Do it again, smaller

I allowed myself plenty of room for this project, which in the world of boatanchors is OK. But I think I could do a lot to make it smaller, especially if the target power level were 50 W or less. First, use a single choke in each bias leg, whether molded or toroid is found to be better. Then use more SMT devices, especially for the diodes and capacitors. And surely there's something smaller than IRF830s to handle 350 mA or so in saturation and block 200 V or more with margin.

The issue of generating the "high" voltage without RF noise will still require some thinking.

A problem and a fix

I was pretty pleased using the T/R switch with "novice" transmitters like the DX-60 and HT-40, with 30 to 45 watts out. But I got a surprise when I tried it with my HT-37, which puts out perhaps 100 W. 

On key down, the SWR zoomed. I eventually found that the T/R switch was switching between transmit and receive at a high rate - maybe 50,000 Hz or so. I tried many fixes and theories to no avail. At one point I found that a capacitor was "singing", but when I replaced it with a different type, it sang too. So it was responding to the problem, not causing it.

I found that I could start at low power and then run it up to 100 W with no issue, but keying at 100 W set off the oscillation.
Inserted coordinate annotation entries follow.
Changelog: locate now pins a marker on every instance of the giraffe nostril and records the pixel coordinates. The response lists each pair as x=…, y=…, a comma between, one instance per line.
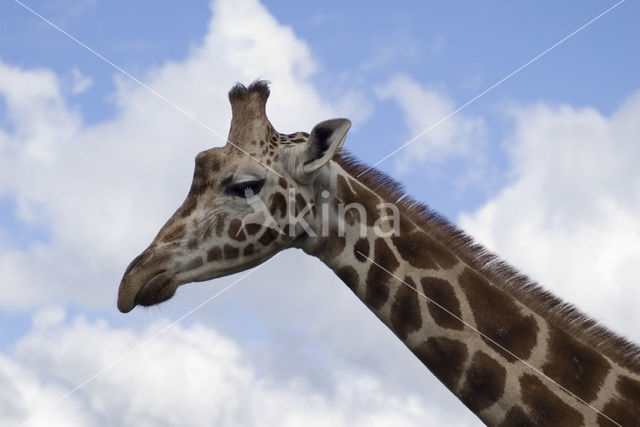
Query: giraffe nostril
x=133, y=263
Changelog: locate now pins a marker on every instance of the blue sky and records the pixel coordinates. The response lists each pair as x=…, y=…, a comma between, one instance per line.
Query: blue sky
x=498, y=169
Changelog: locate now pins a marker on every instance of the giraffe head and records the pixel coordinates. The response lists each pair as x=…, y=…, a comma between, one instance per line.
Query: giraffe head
x=238, y=211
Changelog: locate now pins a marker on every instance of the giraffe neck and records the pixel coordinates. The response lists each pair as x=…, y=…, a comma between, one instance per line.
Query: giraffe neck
x=503, y=360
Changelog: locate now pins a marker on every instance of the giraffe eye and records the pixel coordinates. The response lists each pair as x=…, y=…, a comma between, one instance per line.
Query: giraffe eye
x=246, y=188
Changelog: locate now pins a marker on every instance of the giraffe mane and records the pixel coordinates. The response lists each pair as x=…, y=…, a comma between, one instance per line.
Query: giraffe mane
x=240, y=91
x=516, y=284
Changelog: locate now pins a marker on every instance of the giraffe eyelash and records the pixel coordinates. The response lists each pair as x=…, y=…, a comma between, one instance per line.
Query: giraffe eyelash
x=240, y=189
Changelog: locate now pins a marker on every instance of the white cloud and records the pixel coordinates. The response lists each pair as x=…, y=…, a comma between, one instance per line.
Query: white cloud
x=186, y=376
x=102, y=191
x=460, y=137
x=570, y=216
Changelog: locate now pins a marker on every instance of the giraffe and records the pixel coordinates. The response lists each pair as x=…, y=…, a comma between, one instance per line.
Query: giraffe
x=513, y=353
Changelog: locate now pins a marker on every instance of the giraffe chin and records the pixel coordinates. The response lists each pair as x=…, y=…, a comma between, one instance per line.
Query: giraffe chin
x=158, y=289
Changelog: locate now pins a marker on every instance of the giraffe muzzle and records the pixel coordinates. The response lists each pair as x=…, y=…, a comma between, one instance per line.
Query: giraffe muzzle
x=146, y=283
I put it away a couple years and when I returned I started thinking about time constants. In NA6O's circuit, he used 0.022 uF capacitors from the drains of the MOSFETs to ground, and even sketched in the time constant. I didn't have that value in the voltage required in SMT so I substituted 0.1 uF. Realizing that this might be the problem, I changed those caps to two 0.01 uF units at each location and tried the switch with a 100 W transmitter. Success!

Potential builders please note: I have not changed my schematic as yet, so be aware of the change described above if you build a T/R switch based on mine.

Files

Schematics get a bit fuzzy and hard to read pasted into this blog. I'm going to put a schematic image and the ExpressSCH format file of the schematic into the Dropbox folder linked below. Also the ExpressPCB file for the board and anything else that seems useful.

References

"Electronic Antenna Switching" by Wes Hayward in QEX, May 1995. Also on EMRFD CD
"Experimental Transmitter" on the website of Gary Johnson WB9JPS (now NA6O):
http://www.wb9jps.com/Gary_Johnson/TR_Switch.html
QRZ.com page of Don Huff W6JL
Also see the Magic Box T/R switching system in 4SQRP.com, by K8IQY
I note that my schematic is very close to that of NA6O with component substitutions and power supply design variations noted.